Often when the angler disgustedly concludes there is not a fish for miles, bass will be stacked up like cordwood around his jetty. "Some of the lures going over even look good to me," reports Nosach, "but the bass don't move. Then I've seen one slap his tail on a rock; out come some bergalls and the bass eats a bergall. You'd think some of these guys would hook a bergall through the tail for bait, but they don't."
Similarly, blackfish are supposed to move away from the jetties to deeper water in midsummer, but the divers are finding blacks hanging in the silty green water in deep holes near the jetty tips. They can hear the blackfish making small clicking noises, and from their stomachs they have taken small green crabs and sand fleas still alive—baits that are easy to get but seldom used in midsummer.
"You can't convince just any guy on a jetty," says Nosach. "Their lines are down there, half the time the bottom hook is buried in sand or there's a crab eating on it. Or they're out on the end throwing their lures away, while in close—four or five feet of water—we see big bass nosing calico crabs out of the sand, spitting out the hardshell and swallowing the soft. With a rake you can get all the soft-shells you need. One guy listened to me and he got a bass."
New Jersey's interest in all this is closely related to the fact that seven or eight million dollars is spent annually there by salt-water anglers, many of them out-of-staters. On a 4th of July, Jersey has counted 92,170 fishing from boats, and nobody knows how many more on piers, jetties, bridges, and thrashing around in the surf. Any data the state can pass on to improve catches will keep the anglers coming back for more.

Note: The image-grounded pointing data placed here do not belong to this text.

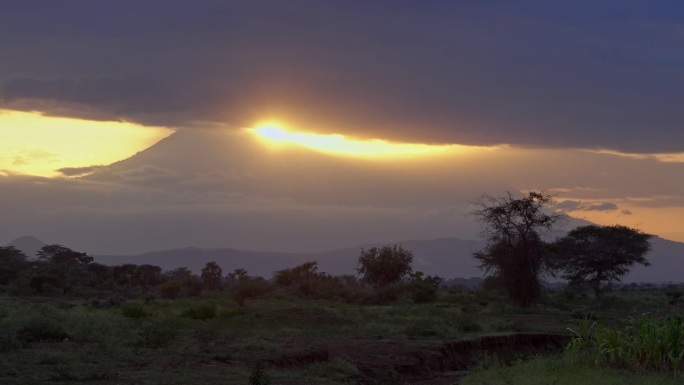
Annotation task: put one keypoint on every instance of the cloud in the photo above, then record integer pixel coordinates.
(78, 171)
(571, 205)
(459, 72)
(606, 206)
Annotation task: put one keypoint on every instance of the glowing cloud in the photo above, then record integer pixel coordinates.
(35, 144)
(338, 144)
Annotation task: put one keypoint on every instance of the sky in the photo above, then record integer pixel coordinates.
(129, 126)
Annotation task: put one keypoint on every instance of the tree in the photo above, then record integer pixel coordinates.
(12, 263)
(384, 266)
(600, 254)
(514, 251)
(424, 288)
(304, 277)
(212, 275)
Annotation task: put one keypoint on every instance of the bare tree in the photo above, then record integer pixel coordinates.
(514, 252)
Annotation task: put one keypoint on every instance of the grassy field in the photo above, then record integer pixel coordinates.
(298, 341)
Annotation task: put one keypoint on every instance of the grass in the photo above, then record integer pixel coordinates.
(562, 370)
(214, 341)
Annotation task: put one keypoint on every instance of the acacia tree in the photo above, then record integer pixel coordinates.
(514, 252)
(12, 263)
(304, 277)
(212, 275)
(384, 266)
(599, 254)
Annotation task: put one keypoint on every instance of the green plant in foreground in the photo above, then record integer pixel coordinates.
(641, 344)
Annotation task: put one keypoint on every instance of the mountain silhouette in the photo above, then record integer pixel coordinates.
(28, 244)
(445, 257)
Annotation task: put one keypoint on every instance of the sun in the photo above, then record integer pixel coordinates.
(338, 144)
(40, 145)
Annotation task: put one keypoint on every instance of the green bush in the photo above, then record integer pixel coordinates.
(641, 344)
(258, 375)
(42, 329)
(154, 336)
(467, 324)
(134, 310)
(337, 369)
(200, 311)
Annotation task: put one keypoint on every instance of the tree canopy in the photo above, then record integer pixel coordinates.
(514, 251)
(384, 266)
(599, 254)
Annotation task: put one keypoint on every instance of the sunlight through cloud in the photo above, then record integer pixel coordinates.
(35, 144)
(338, 144)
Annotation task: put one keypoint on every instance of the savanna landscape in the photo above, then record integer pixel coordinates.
(66, 319)
(309, 192)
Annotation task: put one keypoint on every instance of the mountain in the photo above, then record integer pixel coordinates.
(29, 245)
(446, 257)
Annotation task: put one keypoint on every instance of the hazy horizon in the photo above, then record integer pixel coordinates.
(312, 126)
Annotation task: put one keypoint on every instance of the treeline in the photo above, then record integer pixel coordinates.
(385, 274)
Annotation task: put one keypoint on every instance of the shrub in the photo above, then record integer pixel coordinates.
(424, 288)
(640, 344)
(200, 311)
(258, 376)
(42, 329)
(155, 336)
(171, 289)
(337, 369)
(467, 324)
(134, 310)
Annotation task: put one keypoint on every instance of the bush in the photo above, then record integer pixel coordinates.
(134, 310)
(424, 288)
(42, 329)
(258, 376)
(201, 311)
(154, 336)
(467, 324)
(337, 369)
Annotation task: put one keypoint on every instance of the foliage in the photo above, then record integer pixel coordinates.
(42, 329)
(424, 288)
(598, 254)
(201, 311)
(304, 278)
(248, 288)
(641, 344)
(155, 335)
(134, 309)
(12, 263)
(335, 369)
(514, 251)
(258, 375)
(212, 275)
(384, 266)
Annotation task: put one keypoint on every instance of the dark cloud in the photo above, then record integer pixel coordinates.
(531, 72)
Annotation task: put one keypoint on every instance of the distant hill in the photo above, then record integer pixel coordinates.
(29, 245)
(446, 257)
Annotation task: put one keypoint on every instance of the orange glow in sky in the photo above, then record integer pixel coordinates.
(35, 144)
(337, 144)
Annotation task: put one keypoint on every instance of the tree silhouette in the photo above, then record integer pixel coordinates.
(12, 263)
(384, 266)
(212, 275)
(514, 251)
(598, 254)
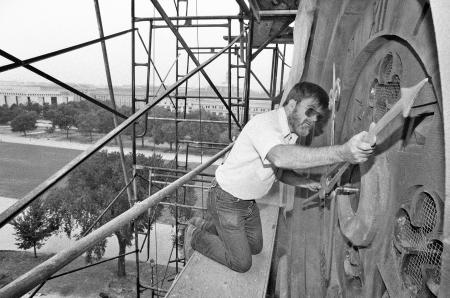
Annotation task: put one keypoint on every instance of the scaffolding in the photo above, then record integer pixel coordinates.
(168, 180)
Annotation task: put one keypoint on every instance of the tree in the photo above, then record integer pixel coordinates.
(87, 122)
(34, 226)
(34, 107)
(65, 117)
(24, 121)
(5, 115)
(105, 121)
(90, 188)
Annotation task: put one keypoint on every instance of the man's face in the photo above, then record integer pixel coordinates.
(304, 115)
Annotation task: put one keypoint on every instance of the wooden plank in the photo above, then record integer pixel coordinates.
(203, 277)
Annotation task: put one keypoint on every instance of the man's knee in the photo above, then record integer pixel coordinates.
(256, 248)
(242, 266)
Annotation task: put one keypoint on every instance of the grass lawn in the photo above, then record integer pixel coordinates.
(23, 167)
(89, 282)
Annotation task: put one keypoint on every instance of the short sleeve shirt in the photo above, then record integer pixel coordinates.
(246, 173)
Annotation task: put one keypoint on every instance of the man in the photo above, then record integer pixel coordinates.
(266, 144)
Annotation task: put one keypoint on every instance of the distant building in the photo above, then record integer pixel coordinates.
(16, 93)
(23, 94)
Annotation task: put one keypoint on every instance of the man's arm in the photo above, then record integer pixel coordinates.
(292, 178)
(300, 157)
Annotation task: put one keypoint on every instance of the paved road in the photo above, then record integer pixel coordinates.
(80, 146)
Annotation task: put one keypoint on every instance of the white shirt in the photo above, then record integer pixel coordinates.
(246, 173)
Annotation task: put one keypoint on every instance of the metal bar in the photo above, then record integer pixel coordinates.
(176, 177)
(277, 13)
(15, 209)
(59, 52)
(43, 271)
(136, 238)
(184, 18)
(183, 206)
(270, 39)
(154, 288)
(133, 83)
(107, 208)
(248, 62)
(272, 74)
(331, 232)
(254, 6)
(243, 6)
(205, 143)
(229, 79)
(259, 82)
(184, 185)
(193, 58)
(282, 68)
(187, 120)
(147, 81)
(173, 170)
(215, 97)
(154, 67)
(275, 73)
(193, 26)
(60, 83)
(111, 95)
(90, 265)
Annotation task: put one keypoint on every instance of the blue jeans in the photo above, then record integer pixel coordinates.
(232, 232)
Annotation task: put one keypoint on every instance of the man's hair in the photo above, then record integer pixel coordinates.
(305, 90)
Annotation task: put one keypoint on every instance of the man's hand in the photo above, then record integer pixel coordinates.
(358, 149)
(310, 184)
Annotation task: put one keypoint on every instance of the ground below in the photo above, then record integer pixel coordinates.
(97, 281)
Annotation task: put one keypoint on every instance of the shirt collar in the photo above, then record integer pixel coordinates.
(286, 132)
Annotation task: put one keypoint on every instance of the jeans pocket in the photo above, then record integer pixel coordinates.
(229, 220)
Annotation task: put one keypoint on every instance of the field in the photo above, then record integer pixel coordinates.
(96, 281)
(23, 167)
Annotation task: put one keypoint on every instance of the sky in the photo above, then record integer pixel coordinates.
(29, 28)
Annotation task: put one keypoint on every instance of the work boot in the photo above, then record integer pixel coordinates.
(187, 247)
(197, 222)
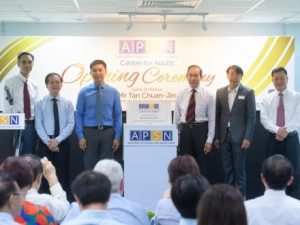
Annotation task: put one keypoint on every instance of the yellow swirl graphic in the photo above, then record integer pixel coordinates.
(8, 55)
(277, 51)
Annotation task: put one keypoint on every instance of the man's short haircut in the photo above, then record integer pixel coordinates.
(279, 69)
(97, 61)
(51, 75)
(24, 53)
(236, 69)
(196, 66)
(35, 163)
(113, 170)
(20, 170)
(222, 204)
(8, 187)
(91, 187)
(277, 170)
(186, 192)
(182, 165)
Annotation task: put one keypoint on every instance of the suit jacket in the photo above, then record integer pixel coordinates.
(241, 117)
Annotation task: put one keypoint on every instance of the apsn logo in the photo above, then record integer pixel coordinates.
(9, 120)
(148, 106)
(151, 135)
(147, 46)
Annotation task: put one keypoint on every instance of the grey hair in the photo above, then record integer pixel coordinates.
(113, 170)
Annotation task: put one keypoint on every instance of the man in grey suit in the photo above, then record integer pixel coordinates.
(235, 122)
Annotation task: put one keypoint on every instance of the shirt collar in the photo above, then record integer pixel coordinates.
(272, 192)
(234, 90)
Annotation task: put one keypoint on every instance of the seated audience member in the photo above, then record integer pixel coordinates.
(31, 214)
(185, 194)
(221, 204)
(57, 202)
(91, 191)
(10, 199)
(274, 207)
(120, 208)
(166, 213)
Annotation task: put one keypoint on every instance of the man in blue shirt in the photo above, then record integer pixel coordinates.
(54, 123)
(98, 118)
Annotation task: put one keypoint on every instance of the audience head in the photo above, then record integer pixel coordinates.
(36, 166)
(221, 204)
(182, 165)
(10, 197)
(91, 187)
(20, 170)
(186, 192)
(113, 170)
(277, 172)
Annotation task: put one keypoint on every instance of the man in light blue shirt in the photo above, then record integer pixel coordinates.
(91, 191)
(120, 208)
(54, 123)
(98, 118)
(185, 194)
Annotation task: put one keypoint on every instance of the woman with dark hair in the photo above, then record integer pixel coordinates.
(31, 214)
(221, 204)
(166, 213)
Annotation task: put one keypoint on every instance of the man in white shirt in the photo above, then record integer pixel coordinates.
(195, 118)
(279, 114)
(21, 95)
(57, 202)
(274, 207)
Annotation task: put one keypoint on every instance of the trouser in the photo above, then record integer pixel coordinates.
(98, 145)
(233, 161)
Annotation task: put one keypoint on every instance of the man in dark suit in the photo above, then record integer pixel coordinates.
(235, 122)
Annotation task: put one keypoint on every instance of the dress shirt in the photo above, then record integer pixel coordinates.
(268, 110)
(274, 207)
(7, 219)
(93, 217)
(44, 119)
(120, 209)
(57, 202)
(231, 96)
(166, 213)
(86, 109)
(16, 86)
(186, 221)
(205, 108)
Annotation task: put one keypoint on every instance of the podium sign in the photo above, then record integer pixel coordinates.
(150, 113)
(12, 121)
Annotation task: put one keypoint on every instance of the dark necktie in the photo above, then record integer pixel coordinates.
(190, 114)
(99, 109)
(26, 99)
(56, 117)
(280, 112)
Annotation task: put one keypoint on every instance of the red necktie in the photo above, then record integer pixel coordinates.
(26, 99)
(190, 114)
(280, 112)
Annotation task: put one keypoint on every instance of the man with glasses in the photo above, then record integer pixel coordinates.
(21, 95)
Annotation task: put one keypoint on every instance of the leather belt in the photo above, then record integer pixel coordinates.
(29, 121)
(99, 127)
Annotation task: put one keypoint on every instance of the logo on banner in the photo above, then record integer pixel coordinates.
(151, 135)
(147, 46)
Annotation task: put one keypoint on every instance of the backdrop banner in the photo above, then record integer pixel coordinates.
(149, 68)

"We have always felt," Roland Smith, state biologist, says, "that a good number of fishermen are duffers." Watching fishermen has tipped New Jersey's biologists off to a number of things that most fishermen would rather have withheld from the scoffers of the nonfishing world: 1) most fishermen don't get to it until midday, although the best fishing is early morning or late afternoon, 2) the average fisherman spends $5 to $6 to get 726 worth of fish, 3) offshore party boats, often crowded with larking novices and women, catch the most fish, 4) row-boaters catch more crabs than fish, and 5) surf anglers get precious little—in fact, the wild way some surfers go at it, they might as well be standing barehanded at the bottom of Niagara Falls.
Jersey plans to offer its scientific findings to fishermen who care about such things. But it has no notion of forcing its findings on a man; maybe that would spoil his fun.
"There will always be a fisherman who wants to fish the wrong weather and tide, the wrong bait, the wrong way," says Smith. "With everything wrong, he'll catch one big fish and he'll be the happiest man in the world."